Gänsehaut auf der tätowierten Haut: Als Lukas M. 2021 mit seiner Freundin die ersten Schritte als Besucher ins Erlebniszentrum ALEJA im slowenischen Ljubljana setzt, ist es eigentlich mehr ein Schreiten als ein Schlendern. Es sind die unzähligen Erinnerungen und Eindrücke, die der wohl auf lange Sicht letzte Shopping Center-Neubau bei ihm hinterlassen hat, die plötzlich wieder ganz präsent sind.

Die ersten Berührungspunkte mit dem von ATP Innsbruck geplanten „Ungeheuer“, dessen Architektur die Drachenlegende von Ljubljana interpretiert, hatte der Tiroler HTL-Absolvent 2017. Damals kontrollierte er noch als Leiharbeiter mit Lineal bewaffnet die ellenlange, in Arial-10-gedruckte Ausschreibungsliste. 2018 erhielt er eine Fixanstellung.

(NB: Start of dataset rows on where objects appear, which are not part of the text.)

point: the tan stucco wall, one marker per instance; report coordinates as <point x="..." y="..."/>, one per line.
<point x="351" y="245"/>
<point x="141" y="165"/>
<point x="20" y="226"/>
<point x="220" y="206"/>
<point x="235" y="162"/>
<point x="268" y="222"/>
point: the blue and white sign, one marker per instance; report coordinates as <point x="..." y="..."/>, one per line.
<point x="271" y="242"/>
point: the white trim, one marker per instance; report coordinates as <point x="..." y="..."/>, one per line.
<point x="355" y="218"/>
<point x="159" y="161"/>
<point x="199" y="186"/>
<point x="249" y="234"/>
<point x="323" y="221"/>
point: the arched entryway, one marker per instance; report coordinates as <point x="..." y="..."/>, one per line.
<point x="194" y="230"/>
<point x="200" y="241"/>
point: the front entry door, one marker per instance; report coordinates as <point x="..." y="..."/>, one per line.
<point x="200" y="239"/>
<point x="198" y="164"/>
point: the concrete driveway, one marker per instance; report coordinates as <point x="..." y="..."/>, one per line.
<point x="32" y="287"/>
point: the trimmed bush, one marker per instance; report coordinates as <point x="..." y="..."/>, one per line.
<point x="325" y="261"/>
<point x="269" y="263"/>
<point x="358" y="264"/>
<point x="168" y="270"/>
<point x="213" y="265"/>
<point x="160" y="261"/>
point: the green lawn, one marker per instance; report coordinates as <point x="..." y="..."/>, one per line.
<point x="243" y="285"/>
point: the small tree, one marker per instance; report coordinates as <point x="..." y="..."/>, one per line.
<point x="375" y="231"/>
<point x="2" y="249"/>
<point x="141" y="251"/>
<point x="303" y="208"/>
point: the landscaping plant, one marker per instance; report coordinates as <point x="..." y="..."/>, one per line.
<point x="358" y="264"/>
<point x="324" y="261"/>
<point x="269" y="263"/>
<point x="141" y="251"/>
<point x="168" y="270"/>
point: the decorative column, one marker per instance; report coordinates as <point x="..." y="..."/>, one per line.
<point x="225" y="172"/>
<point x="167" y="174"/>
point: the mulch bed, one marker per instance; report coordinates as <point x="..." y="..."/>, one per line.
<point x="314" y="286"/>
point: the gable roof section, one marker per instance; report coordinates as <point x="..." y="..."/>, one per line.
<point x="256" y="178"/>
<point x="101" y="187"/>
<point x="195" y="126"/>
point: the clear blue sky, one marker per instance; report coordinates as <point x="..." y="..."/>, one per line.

Schon ein Jahr später legte er mit der Zusage, als Fachbauleiter die Verantwortung für die Heizungs-, Klima-, Lüftungs- und Sanitäranlagen für das Mega-Projekt ALEJA zu übernehmen, das Fundament für eine vielversprechende Ingenieurs-Karriere im Bereich der technischen Gebäudeausrüstung bei ATP.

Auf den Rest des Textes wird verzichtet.